When’s the last time you went to a public range and had a horrible day—not because your guns weren’t cooperating, but because well-meaning idiots offered unsolicited coaching, handled your stuff without asking, asked questions or “corrected” your form when you were in the middle of shooting groups, or just plain made a nuisance of themselves? If you’re a regular at the shooting range, I’ll wager it happens to you all too often.
Not so very long ago, guns were regarded as something between tools and musical instruments, and a stranger wouldn’t presume to correct one’s shooting any more than they’d correct the way you use a crescent wrench or finger your fiddle during the schoolhouse jam session.
Don’t get me wrong: There are lots of fine, respectful shooters that are a pleasure to share a range with. I’ve made some greatly valued acquaintances by sharing a mellow afternoon at the range with courteous gun people. But today, every well-meaning mall ninja wants to show off the tricks they picked up at the local tacticool academy, and even stump-sitting, tobacco-spitting handloaders will heave themselves off their seat if they figure there’s something wrong with your ammo—and they’re the ones to fix it for you. Trying to spend a peaceful day at the range can sometimes be akin to standing on a fire ant hill and hoping if you ignore them, they’ll go away.
Recently some friends and I kicked around what we figure to be the most exasperating habits regularly exhibited by annoying range-goers. Here they are, along with are a few old-school gentlemanly tips to help you be the best range stranger you can be.

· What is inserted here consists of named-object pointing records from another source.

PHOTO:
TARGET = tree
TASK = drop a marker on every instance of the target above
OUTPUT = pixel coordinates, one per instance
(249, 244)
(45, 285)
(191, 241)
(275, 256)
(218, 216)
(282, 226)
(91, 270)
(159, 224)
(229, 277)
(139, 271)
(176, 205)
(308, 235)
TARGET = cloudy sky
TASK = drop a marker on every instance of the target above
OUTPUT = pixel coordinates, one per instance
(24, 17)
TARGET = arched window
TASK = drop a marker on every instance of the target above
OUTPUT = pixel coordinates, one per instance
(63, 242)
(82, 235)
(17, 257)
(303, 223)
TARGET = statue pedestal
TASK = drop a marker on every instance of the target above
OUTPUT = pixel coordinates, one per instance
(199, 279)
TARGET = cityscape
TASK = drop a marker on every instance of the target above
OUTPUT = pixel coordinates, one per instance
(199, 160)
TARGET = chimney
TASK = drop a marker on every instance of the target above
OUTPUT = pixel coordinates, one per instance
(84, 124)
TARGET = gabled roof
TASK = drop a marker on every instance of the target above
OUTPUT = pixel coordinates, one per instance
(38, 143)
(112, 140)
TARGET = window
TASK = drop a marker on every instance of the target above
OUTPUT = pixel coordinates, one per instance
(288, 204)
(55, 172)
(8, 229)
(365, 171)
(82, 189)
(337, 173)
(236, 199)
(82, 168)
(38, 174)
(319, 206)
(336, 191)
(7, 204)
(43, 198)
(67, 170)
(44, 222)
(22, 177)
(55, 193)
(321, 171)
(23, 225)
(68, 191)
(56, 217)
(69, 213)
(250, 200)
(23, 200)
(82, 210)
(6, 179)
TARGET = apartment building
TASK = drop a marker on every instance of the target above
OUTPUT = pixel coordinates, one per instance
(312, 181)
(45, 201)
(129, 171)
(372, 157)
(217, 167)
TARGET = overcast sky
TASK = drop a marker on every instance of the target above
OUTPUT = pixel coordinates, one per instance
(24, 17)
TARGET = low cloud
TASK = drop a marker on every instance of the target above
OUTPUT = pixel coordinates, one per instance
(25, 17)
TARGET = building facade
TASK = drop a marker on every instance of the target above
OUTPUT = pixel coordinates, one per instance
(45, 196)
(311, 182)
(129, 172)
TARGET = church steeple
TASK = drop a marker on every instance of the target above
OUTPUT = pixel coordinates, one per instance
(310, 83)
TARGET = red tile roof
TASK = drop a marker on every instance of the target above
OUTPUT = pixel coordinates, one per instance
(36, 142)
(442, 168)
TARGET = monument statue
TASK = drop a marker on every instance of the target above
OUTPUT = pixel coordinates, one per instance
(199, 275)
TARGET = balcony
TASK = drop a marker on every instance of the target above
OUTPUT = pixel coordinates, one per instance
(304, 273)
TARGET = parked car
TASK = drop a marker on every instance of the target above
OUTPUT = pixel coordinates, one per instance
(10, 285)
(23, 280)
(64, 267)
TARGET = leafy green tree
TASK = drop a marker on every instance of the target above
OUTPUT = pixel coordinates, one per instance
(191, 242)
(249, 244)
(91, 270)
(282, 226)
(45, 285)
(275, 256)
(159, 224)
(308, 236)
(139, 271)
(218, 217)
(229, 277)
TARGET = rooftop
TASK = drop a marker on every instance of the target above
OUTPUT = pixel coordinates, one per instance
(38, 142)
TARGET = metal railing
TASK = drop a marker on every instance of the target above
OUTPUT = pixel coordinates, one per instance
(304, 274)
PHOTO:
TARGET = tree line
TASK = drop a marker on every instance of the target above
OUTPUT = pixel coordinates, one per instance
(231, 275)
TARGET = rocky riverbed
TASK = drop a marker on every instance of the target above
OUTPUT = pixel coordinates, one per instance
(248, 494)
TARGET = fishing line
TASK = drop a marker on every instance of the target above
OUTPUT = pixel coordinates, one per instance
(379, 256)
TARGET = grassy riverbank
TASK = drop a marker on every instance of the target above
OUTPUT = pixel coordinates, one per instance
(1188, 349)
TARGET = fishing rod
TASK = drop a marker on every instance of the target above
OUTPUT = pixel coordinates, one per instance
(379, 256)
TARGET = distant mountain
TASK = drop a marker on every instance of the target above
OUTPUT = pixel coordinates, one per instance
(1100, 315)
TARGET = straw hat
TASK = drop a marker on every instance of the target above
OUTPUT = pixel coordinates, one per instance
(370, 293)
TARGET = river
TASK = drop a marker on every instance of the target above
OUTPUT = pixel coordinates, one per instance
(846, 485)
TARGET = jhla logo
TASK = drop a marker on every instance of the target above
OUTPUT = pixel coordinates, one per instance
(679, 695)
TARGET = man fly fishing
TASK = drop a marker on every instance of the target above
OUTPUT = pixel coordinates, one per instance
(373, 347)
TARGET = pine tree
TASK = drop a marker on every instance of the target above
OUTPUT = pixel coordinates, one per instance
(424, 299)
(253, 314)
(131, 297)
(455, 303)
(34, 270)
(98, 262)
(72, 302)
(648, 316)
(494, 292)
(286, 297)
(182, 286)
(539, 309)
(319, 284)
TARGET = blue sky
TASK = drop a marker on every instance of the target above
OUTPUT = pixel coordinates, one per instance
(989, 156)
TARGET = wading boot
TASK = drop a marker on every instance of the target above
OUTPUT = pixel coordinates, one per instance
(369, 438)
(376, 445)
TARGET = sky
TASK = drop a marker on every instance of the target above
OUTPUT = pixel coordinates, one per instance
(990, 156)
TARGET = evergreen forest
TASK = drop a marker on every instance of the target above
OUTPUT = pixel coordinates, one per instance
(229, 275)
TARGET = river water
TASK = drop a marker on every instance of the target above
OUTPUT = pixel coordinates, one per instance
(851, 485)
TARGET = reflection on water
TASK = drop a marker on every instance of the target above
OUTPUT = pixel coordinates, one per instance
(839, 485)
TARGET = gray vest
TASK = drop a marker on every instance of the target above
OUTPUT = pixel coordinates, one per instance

- Unless specifically requested, don’t offer advice or attempt to correct a stranger at the range—no matter how sure you are that you can help him or her. As good friend and NRA editor Jeff Johnston put it, “Unless a man points a gun directly at you, don’t say a damn word about his shooting techniques or range habits unless he asks for tips.” Over my decades of shooting, I’ve almost never received a quality unsolicited tip from a total stranger. Capable, accomplished shooters know how to behave like a gentleman at the range, and the techniques so eagerly pressed upon you by others are usually erroneous—and unwelcome to boot.
That doesn’t mean that if a neophyte shooter—or even an old hand—notes your expertise and politely asks your advice that you should refuse it. Quite the opposite: Offer all requested help, but wait until rapport and mutual regard is established before proffering knowledge unasked.